The reduce nodes (which are not
necessarily distinct from the mapper
nodes - a single machine can do
multiple jobs in succession) perform
the reduce step.
Result data is collected and merged
to produce the final output set.
While Hadoop, et al try to keep data locality as high as possible, there is still a fair amount of shuffling around that occurs during processing. This alone should preclude you from backing a responsive web interface with a distributed MapReduce implementation.
Edit: as Jan Jongboom pointed out, MapReduce is very good for preprocessing data such that web queries can be fast BECAUSE they don't need to engage in processing. Consider the famous example of creating an inverted index from a large set of webpages.
A distributed implementation of MapReduce such as Hadoop is not a good fit for processing a 5GB XML
Hadoop works best on large amounts of data. Although 5GB is a fairly big XML file, it can easily be processed on a single machine.
Input files to Hadoop jobs need to be splittable so that different parts of the file can be processed on different machines. Unless your xml is trivially flat, the splitting of the file will be non deterministic so you'll need a pre processing step to format the file for splitting.
If you had many 5GB files, then you could use hadoop to distribute the splitting. You could also use it to merge results across files and store the results in a format for fast querying for use by your web interface as other answers have mentioned.
MapReduce is a generic term. You probably mean to ask whether a fully featured MapReduce framework with job control, such as Hadoop, is right for you. The answer still depends on the framework, but usually, the job control, network, data replication, and fault tolerance features of a MapReduce framework makes it suitable for tasks that take minutes, hours, or longer, and that's probably the short and correct answer for you.
The MapReduce paradigm might be useful to you if your tasks can be split among indepdent mappers and combined with one or more reducers, and the language, framework, and infrastructure that you have available let you take advantage of that.
There isn't necessarily a distinction between MapReduce and a database. A declarative language such as SQL is a good way to abstract parallelism, as are queryable MapReduce frameworks such as HBase. This article discusses MapReduce implementations of a k-means algorithm, and ends with a pure SQL example (which assumes that the server can parallelize it).
Ideally, a developer doesn't need to know too much about the plumbing at all. Erlang examples like to show off how the functional language features handle process control.
Also, keep in mind that there are lightweight ways to play with MapReduce, such as bashreduce.
I recently worked on a system that processes roughly 120GB/hour with 30 days of history. We ended up using Netezza for organizational reasons, but I think Hadoop may be an appropriate solution depending on the details of your data and queries.
Note that XML is very verbose.
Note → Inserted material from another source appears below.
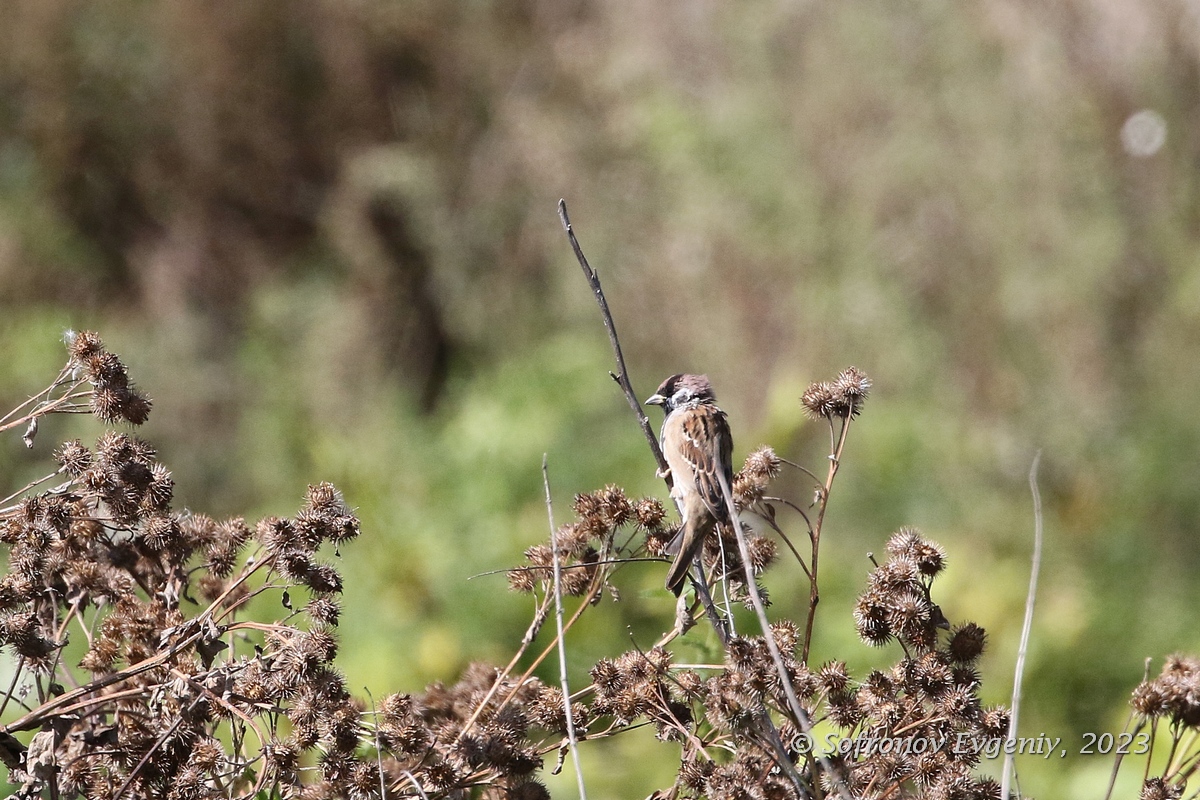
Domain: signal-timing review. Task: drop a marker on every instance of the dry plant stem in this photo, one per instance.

One of your main cost will reading/writing to disk. If you can, chose a more compact format.
The number of nodes in your cluster will depend on type and number of disks and CPU. You can assume for a rough calculation that you will be limited by disk speed. If your 7200rpm disk can scan at 50MB/s and you want to scan 500GB in 10s, then you need 1000 nodes.
You may want to play with Amazon's EC2, where you can stand up a Hadoop cluster and pay by the minute, or you can run a MapReduce job on their infrastructure.
It sounds like what you might want is a good old fashioned database. Not quite as trendy as map/reduce, but often sufficient for small jobs like this. Depending on how flexible your filtering needs to be, you could either just import your 5GB file into a SQL database, or you could implement your own indexing scheme yourself, by either storing records in different files, storing everything in memory in a giant hashtable, or whatever is appropriate for your needs.